Does anyone know where to find an updated list of inshore charter captains other than the URL listed below?

http://www.pensacolacba.com/inshore.htm

It appears that several of these may be out of business.

Thanks!


----------



## mistermogin (Jan 19, 2008)

I heard capt josh Rozier is a good guide. look him up.


----------



## Angler's Outlet (Dec 31, 2007)

I personally know and have fished with Capt Wes Rozier many times. I would recommend him.



Several more of the guides listed there are also good guides.


----------



## Travis Gill (Oct 6, 2007)

Cory Maxwelll with Doubled up fishing Charters

Chris Phillips with Hotspots charters

Tony Eddins Emerald coast charters ( I think that is the name of his business)

Three good ones that I know


----------



## John B. (Oct 2, 2007)

> *Freespool (3/11/2008)*Cory Maxwelll with Doubled up fishing Charters
> 
> Chris Phillips with Hotspots charters
> 
> ...


:withstupid


----------



## JoeZ (Sep 30, 2007)

Don't forget Dusty Powersin addition to all of the above quality captains. 

Fished with him on Sunday and after we counted it all up, it was damn fine day.

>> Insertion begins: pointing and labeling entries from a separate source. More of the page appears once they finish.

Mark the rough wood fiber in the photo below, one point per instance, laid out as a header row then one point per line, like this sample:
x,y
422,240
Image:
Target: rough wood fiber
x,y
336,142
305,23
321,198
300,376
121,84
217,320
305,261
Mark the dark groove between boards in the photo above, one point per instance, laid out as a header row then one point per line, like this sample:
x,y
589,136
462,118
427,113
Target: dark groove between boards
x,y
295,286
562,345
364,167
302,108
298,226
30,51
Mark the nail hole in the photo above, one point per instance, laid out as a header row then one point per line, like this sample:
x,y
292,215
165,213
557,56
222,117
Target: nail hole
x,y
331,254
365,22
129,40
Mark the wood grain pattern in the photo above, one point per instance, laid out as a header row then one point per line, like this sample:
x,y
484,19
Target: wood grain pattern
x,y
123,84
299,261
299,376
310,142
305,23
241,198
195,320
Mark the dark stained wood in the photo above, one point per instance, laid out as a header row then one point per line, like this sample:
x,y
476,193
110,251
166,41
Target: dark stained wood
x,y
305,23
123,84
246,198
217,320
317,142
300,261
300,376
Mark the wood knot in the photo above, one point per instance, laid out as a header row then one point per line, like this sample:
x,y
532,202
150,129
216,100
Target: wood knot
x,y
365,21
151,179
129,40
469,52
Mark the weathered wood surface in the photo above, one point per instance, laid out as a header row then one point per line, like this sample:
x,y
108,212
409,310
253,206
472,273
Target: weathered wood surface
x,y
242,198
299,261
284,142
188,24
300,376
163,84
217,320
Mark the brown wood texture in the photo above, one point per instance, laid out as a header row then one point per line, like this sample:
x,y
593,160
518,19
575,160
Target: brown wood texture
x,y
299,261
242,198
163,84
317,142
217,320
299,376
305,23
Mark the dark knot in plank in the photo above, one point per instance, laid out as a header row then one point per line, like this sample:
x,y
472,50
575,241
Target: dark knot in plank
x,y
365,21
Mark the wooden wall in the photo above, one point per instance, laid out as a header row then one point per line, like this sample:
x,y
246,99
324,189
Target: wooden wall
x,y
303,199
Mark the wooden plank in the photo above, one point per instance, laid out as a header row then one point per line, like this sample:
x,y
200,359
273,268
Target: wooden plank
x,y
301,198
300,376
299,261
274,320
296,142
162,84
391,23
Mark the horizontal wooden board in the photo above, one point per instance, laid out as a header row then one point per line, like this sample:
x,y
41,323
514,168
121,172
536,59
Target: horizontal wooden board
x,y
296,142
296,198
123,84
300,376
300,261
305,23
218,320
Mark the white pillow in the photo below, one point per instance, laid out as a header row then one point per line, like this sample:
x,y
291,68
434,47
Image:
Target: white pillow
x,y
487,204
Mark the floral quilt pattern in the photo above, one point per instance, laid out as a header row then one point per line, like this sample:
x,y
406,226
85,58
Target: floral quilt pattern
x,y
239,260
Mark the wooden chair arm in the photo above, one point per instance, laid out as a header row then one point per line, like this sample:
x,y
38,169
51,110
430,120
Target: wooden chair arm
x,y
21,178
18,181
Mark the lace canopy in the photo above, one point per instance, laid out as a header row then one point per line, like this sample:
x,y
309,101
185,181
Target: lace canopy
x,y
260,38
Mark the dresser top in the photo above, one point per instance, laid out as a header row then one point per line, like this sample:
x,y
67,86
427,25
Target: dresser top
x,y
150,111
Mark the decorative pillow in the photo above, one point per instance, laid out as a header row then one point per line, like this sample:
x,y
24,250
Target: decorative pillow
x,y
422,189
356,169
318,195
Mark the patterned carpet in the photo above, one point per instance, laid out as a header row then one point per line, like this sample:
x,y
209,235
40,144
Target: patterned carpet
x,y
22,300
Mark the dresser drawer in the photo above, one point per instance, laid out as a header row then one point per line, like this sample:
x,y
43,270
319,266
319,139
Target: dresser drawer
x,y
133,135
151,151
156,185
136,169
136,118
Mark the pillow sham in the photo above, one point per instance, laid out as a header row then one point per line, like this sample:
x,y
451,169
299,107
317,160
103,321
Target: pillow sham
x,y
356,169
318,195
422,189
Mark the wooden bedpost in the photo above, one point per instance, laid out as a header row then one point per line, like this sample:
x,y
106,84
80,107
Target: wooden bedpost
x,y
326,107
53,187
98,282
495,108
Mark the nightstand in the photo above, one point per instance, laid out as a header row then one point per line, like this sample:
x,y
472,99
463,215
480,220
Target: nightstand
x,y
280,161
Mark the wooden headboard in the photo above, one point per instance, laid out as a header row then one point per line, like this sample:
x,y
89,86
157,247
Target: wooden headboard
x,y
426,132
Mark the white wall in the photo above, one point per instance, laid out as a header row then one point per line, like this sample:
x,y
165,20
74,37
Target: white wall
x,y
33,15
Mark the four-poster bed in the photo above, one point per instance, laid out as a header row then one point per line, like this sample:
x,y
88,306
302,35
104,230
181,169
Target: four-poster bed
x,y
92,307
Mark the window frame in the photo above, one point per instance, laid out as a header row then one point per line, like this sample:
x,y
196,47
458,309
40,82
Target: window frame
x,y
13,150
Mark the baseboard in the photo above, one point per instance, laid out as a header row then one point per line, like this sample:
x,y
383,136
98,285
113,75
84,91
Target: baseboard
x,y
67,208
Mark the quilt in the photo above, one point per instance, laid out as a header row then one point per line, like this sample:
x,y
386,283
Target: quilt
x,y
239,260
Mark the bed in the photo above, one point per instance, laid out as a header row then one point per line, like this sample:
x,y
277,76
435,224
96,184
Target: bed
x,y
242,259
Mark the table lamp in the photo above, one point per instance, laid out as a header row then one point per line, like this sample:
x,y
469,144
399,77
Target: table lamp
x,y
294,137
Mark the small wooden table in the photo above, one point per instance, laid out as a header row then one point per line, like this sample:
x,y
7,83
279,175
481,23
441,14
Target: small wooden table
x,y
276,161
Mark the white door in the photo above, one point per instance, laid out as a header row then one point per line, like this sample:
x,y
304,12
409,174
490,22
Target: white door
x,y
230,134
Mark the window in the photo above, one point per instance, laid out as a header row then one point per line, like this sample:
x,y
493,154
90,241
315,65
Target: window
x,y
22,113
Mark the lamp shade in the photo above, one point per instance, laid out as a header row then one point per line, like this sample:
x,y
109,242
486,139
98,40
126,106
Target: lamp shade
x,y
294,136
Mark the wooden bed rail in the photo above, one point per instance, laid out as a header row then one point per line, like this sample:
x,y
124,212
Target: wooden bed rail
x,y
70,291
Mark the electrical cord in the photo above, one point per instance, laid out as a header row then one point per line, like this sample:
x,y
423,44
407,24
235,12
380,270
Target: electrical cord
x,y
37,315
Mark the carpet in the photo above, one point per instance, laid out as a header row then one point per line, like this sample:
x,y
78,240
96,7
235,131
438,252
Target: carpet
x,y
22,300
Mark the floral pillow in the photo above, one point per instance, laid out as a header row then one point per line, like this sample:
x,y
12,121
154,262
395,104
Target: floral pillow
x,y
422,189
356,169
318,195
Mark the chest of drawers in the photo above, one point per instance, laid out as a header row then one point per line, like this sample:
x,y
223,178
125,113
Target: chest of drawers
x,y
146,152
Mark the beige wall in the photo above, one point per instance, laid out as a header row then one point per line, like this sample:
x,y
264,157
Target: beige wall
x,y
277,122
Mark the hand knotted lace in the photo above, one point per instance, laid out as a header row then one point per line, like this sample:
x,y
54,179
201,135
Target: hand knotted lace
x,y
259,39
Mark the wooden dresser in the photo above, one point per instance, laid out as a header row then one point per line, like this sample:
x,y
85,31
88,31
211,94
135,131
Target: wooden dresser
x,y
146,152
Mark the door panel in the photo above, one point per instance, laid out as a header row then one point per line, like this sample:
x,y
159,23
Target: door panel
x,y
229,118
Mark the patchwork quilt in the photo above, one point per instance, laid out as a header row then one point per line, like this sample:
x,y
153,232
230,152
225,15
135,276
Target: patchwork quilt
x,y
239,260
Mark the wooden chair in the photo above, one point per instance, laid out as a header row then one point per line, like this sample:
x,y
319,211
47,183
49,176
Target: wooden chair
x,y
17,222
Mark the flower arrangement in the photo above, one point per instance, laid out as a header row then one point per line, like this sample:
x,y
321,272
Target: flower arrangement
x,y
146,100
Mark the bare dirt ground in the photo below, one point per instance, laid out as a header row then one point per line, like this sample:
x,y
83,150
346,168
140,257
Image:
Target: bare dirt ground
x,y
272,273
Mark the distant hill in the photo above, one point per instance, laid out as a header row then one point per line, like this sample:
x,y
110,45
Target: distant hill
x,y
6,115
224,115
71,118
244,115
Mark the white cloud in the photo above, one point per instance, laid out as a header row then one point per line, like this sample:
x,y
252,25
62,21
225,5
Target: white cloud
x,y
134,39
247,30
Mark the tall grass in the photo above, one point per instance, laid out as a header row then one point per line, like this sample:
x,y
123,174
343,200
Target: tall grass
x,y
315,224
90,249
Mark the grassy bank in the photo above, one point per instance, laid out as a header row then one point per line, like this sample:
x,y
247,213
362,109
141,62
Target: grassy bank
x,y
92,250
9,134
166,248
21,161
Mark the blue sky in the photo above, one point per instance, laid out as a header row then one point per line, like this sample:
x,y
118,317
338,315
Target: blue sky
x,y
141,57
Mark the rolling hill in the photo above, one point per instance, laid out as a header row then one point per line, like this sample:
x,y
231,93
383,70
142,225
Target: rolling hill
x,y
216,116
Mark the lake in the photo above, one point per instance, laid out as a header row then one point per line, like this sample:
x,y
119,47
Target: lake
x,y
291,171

10-12 reds, 6-8 specks (maybe) a few beers and lots of laughs.


----------



## RCB (Jan 29, 2008)

Did the same person take all the pictures with the lighthouse in the background?


----------



## mdrobe2 (Oct 12, 2007)

Beginning of list- Wes Rozier...end of list- Wes Rozier.

Mike


----------



## fisheye48 (Sep 28, 2007)

Capt DP is a class act!!!


----------



## Outta Line (Dec 1, 2007)

give me a call if interested in cabia fishing


----------



## JEC (Oct 2, 2007)

Capt. Wes Rozier, Fished last week with him, Learned alot.:bowdown


----------



## jrjIII (Mar 15, 2008)

capt. john rivers is a great guide has alot of knowledge about fishing this area and you wouldnt regret booking a trip with him.


----------



## captjoshrozier (Oct 4, 2007)

Thanks for the plug mistermogan, I really appreciate it. Give me a call, and next time you won't have to say "heard".

I agree with Angler's Outlet, mdrobe2, and JEC, Capt. Wes is always my top choice!


----------